Japan's eight species of Hirundinidae family birds and three species of Apodidae family birds are very similar. Swallows from the Hirundinidae family are a common sight from Honshu to Kyushu. The song of a male Swallow is long and complex with the voice growing thick toward the end.
Play birds singing
Swallows are so adept at flying that they can eat insects, drink water and even bathe in flight. In fact, Swallows may be better at flying than any other bird within the Passeriformes family.
They migrate to Japan to raise their young in the spring, around the time that insects begin to emerge, and return to Southeast Asia in the fall when the insect population declines. Provided they have a sufficient supply of insects on which to feed, they can spend the winter most anywhere as long as they have access to open sources of water that they can drink and bathe in as they fly.
Most Swallows take to the air during the daytime but will spend time on the ground to collect mud and straw when building their nests.
Incidentally, the nest that is used to make bird's nest soup, an expensive Chinese delicacy, is that of the swiftlet. Without ever landing on the ground, swiftlets collect grass and use their saliva to bind it together to create their nests.

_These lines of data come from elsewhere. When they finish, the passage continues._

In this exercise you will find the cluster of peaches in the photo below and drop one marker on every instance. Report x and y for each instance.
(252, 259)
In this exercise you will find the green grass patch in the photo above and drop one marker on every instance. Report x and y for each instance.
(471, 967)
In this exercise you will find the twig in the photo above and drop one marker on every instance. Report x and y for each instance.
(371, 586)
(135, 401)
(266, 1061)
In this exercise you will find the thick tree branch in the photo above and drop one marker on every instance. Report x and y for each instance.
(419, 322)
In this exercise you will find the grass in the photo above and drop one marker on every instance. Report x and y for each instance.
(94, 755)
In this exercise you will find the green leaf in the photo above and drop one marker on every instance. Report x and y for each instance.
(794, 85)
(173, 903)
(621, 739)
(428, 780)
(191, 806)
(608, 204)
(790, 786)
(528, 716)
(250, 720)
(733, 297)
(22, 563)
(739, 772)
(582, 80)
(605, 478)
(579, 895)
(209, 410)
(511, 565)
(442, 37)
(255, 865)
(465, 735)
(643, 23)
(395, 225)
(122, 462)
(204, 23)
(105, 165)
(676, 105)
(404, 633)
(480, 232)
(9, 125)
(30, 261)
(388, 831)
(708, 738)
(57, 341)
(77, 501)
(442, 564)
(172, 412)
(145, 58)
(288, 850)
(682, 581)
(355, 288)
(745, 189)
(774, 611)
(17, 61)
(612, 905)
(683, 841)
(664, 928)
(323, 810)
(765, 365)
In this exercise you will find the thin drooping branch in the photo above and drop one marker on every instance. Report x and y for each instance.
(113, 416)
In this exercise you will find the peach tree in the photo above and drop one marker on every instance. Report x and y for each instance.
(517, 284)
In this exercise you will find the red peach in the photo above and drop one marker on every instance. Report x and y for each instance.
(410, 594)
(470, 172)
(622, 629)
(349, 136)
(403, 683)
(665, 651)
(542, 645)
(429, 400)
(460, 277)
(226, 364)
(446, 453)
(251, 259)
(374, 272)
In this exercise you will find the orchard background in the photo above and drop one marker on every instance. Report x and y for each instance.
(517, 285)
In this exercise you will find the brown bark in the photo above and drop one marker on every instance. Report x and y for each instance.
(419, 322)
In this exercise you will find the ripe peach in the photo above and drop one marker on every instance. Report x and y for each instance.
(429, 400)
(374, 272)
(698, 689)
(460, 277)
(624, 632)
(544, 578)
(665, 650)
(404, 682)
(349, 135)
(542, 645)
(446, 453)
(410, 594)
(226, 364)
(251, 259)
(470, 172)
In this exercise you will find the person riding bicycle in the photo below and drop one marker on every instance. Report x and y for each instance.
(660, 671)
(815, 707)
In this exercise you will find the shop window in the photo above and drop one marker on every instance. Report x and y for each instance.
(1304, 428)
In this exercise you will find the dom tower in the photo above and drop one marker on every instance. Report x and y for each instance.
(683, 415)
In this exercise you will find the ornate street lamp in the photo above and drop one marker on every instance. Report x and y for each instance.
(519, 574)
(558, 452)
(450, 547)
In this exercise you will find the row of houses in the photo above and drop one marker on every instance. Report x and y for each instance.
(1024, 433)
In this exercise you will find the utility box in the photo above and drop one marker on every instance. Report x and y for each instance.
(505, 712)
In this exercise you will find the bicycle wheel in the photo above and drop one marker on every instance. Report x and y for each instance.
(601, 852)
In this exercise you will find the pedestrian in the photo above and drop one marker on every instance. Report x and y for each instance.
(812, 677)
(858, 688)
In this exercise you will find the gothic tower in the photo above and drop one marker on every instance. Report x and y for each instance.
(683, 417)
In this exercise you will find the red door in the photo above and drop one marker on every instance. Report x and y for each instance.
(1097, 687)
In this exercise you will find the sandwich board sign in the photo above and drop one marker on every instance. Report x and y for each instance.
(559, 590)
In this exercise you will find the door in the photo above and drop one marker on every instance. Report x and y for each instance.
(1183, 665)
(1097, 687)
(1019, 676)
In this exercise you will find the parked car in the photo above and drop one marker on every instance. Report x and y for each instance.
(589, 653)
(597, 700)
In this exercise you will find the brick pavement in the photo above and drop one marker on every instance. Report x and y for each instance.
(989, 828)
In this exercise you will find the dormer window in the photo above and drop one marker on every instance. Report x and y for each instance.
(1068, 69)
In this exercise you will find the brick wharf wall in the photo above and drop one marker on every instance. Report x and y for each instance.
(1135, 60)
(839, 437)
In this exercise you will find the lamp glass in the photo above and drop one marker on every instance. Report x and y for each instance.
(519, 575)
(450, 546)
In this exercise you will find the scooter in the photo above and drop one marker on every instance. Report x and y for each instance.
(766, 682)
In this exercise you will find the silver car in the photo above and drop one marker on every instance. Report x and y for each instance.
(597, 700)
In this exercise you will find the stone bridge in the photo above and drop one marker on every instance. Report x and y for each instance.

There's no assurance that the same swallows return to the same location every year. As wild birds face many natural enemies, their survival rate is relatively low, making it difficult to maintain a relationship with the same partner for any length of time. Male Swallows usually come to Japan before the females to claim their territory. If a male fails to mark its territory, a female will not seek him out as a partner.
Even when partnerships do develop, once the adults have raised their chicks in the summer, the relationship between the mates, as well as between the parents and their offspring, will come to an end. Afterward, each bird will live independently, even if a group of birds should form.
Swallows will collect mud and straw to construct their nests. Males have thicker and longer tails than their female counterparts. Young birds have tails that are even shorter than those of females. If you should hear a swallow singing, then it is a male.
This photo shows a Swallow in flight. You can identify swiftlets, the nests of which are used to make Chinese bird's nest soup, by their black bellies. Other swallows generally have white bellies. Among them, only the Barn Swallow and Pacific Swallow, which live on the Nansei Islands, have a red throat.